Carson came in second-to-last place Tuesday night, beating only former Virginia Gov. Jim Gilmore. His decision to stick in the race comes even as two candidates who beat him there, Carly Fiorina and Chris Christie, announced Wednesday they were ending their bids.
But Carson, who at one point attracted strong support from evangelical voters, said he expected to do well in South Carolina.
“I think I can win South Carolina. We’re going to be putting a lot of time resources and effort here,” Carson said.
In reality, of course, there is absolutely nothing keeping Ben Carson from leaving the race for the White House at any moment whatsoever if that’s what he so chooses. The fact that he isn’t doing so, and that he appears to believe that that he has anything resembling a viable path to the nomination, would suggest to some that he is somehow delusional, or that he views his Presidential campaign as a path toward carving out a future career as a public speaker at conservative events or perhaps as a media pundit. The latter is certainly, possible, of course, but the manner in which Carson answered Jake Tapper’s question suggests another possibility.

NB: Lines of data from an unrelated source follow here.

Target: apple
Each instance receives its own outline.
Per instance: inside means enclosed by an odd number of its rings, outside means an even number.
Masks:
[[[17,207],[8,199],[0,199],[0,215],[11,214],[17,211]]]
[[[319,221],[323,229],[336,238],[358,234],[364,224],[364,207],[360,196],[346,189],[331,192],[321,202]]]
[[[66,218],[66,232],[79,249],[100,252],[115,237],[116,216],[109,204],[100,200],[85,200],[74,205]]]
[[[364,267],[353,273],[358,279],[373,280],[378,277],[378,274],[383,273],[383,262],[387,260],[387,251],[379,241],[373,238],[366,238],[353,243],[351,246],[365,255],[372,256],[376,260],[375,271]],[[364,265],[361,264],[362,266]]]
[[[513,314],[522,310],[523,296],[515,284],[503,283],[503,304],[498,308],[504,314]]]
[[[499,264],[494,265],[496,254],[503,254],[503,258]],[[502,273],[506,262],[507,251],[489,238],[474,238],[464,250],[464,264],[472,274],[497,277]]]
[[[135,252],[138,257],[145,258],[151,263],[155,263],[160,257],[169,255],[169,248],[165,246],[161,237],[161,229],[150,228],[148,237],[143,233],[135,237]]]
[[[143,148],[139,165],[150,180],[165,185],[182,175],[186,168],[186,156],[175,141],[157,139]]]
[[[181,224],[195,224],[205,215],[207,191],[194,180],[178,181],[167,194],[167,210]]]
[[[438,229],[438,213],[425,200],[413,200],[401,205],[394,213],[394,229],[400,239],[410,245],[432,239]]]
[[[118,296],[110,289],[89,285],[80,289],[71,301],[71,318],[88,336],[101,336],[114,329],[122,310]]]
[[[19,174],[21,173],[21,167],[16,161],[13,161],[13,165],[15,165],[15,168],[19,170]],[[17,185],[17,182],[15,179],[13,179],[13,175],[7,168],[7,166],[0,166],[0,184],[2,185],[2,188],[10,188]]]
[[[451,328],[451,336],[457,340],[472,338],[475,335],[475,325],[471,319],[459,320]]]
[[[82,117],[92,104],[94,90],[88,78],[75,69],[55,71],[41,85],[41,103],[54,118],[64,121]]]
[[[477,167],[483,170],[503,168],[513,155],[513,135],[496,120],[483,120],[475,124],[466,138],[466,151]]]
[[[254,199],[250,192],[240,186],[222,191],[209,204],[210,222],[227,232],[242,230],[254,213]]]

Even before Carson ran for President, it’s long been suspected among many conservative pundits that Carson is surrounded by a group of “advisers” and friends who have been using his fame as a physician and public speaker, and now his Presidential bid, to enrich themselves. It’s also been suggested that Carson feel some sense of personal loyalty to these people for the role they’ve played in getting him to where he is today. While proving such a hypothesis is next to impossible, the fact that Carson’s campaign seems to spend money at a faster rate than anyone else running for President certainly seems to suggest that something like this, which is likely completely legal, could be going on. It would explain why Carson continues even though his campaign is effectively dead.
As for Carson’s suggestion that he can win South Carolina, that contention can be easily dismissed. Prior to the start of the voting season, he was averaging 8.7% in the Palmetto State, which put him at fifth place. When new polling comes out in the coming days, one suspects that his numbers will drop considerably as votes leave him behind in search of a candidate who actually has a chance of winning the nomination. Nationally, Carson isn’t faring much better with a 7.8% average that seems as though it will likely drop precipitously now that the race has winnowed significant to just a handful of serious candidates. It’s probable that these numbers are somehow working to convince Carson that he can stay in the race, and as long as he has supporters who continue to send his campaign money then there really won’t be any reason for him to get out.